青い空と白い雲。生まれてこのかた見ることのなかった空想上の景色が視界一杯に映り込むと、少女は小さく可愛らしい手を空へと掲げた。青々とした天空を掴み取ろうとしているのか、必死になって手のひらを開いたり閉じたりしている。翼を失い、地上に落とされた天使の成れの果てが、元居た場所へと帰りたいと渇望しているようにも見えなくない。
少女はいつしか腕を地上へと落として、人工芝の敷き詰められた地面へと身を転がす。仰向けになって空だけを見つめる。キラキラした瞳が一心に見つめる青空世界には何が見えているのか、少女以外には分からない。

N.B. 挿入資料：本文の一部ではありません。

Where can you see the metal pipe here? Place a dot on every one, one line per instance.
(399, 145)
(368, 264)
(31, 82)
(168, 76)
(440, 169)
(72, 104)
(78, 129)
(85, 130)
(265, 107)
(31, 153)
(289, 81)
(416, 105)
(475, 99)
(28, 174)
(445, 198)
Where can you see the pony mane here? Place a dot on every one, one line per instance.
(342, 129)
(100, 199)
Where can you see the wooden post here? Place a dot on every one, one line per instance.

空を見上げる少女はふとした拍子に隣を振り向く。投げ出された右腕の小さな指が一度、二度空を切る。手のひらに何かを求めていた。あちらこちらに手を伸ばしては、芝生に指を這わせて探し出そうとする。触れず見えず、だけど大切なものを掴もうと悪戦苦闘して、それが暖簾に腕押しだと気がついてやめる。しかし、数分もすれば再び腕を動かして大切な何かを探し求める。

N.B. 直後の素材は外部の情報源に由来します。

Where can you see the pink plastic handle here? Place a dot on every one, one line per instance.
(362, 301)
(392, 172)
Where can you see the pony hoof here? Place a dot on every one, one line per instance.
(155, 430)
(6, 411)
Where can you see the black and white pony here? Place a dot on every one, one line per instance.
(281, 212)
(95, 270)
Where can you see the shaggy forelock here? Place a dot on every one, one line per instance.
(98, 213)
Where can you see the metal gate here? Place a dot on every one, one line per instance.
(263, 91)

少女だから無駄だと分からないのではない。無駄だと分かっていても諦めきれないから無駄に無駄を重ねていくのだ。諦めれば、最後の望みも絶たれてしまう。だが、いずれは諦めることを悟る時が来る。その時は今以上の絶望が少女を打ちのめしかねないのだが、少女にはそれを知覚することができなかった。知覚できないことで生じる、望みと失望の止まらない精神の摩耗にいつかは心が悲鳴を上げるに違いない。
少女は自分自身の首元を左手でなぞる。指が走った後の子供特有の柔らかな肌が見えるだけで、傷らしい傷はない。それでも少女は指先を肌の上で行き来させる。そこにある何かを懐かしむかのように。もしくは、そこにある感触の記憶を手繰り寄せるように。
右手は芝生を這い回り、左手は首元を撫でまわす。少女はいつしか泣きだしそうに顔を歪めていた。泣いて訴えたい気持ちを必死に抑え留めようとして、泣き出しそうな表情で形を維持していた。
「アタシは『愛』しているんだから」
少女は最後まで涙を流さずに一日を過ごした。
数年後。
オルコット家は没落への道を歩む。当主であるだけでなくイギリス国内で一・二を争う大企業オルコット社の敏腕女社長と、その秘書を務めるオルコット家に婿入りした男は列車事故によって人生を挫折することになった。
残ったのは強欲の光を宿した親類たちと、当主の忘れ形見の少女だけだった。
そして、少女には何も残らなかった。